Time: Mondays and Wednesdays, 10:00am-11:20am
Location: JHN 026
Instructor: Tadayoshi Kohno (Yoshi) <email@example.com>
Teaching Assistant: Nick Durand <firstname.lastname@example.org>
Course Mailing List (for Announcements): email@example.com
Discussion Board: Piazza Board (access code will be sent via email after first class)
Computer systems play a critical role in modern society. Unfortunately, there exist individuals -- including vandals and professional criminals -- who wish to compromise the security and privacy of these computer systems. Computer security is the discipline dedicated to protecting computer systems and their users from the malicious actions of adversaries. This course is designed to bring participants to the forefront of modern computer security research, thereby giving students the foundations for advancing the state-of-the-art in the field. This course also targets individuals in other fields who wish to address security and privacy in their own research.
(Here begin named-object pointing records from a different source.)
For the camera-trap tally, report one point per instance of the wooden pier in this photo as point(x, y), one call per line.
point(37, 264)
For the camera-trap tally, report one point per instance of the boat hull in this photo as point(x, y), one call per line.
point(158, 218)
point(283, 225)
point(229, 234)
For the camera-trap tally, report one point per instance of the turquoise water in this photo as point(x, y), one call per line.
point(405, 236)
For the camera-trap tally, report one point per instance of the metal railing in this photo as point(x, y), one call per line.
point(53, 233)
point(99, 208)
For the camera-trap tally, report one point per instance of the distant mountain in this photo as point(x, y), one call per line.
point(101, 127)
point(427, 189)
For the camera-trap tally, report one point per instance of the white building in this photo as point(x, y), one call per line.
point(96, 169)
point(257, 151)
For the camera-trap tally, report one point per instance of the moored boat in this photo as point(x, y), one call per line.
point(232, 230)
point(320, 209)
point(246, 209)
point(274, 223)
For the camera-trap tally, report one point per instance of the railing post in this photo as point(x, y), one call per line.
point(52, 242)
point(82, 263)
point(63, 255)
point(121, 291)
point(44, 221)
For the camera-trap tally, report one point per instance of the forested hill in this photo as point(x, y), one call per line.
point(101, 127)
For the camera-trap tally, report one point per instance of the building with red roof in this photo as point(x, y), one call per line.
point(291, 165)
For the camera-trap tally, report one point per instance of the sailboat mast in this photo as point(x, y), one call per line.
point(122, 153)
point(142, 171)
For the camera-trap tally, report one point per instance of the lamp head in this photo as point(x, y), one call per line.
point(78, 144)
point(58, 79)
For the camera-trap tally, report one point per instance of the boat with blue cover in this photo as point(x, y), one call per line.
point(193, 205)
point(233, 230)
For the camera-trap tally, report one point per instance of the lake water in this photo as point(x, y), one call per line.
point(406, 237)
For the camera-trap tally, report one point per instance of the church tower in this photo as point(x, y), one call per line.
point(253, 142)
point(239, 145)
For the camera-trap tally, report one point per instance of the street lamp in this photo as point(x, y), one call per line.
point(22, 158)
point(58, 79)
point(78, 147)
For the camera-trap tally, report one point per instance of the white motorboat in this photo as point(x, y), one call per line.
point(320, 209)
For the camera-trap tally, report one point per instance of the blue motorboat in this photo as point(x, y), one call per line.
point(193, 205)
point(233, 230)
We begin by defining the field of computer security, introducing key concepts such as adversaries, threat models, risk management, defenses, and deterrents. We then study the central themes of modern computer security research, including: human aspects; attack creation and modeling; attack detection and measurement; cryptography and communications security; system design and implementation; web and smartphone security and privacy; and side channels. Because of its strong research focus, participants in the course will read and discuss research papers, as well as conduct independent research in a topic related to computer security.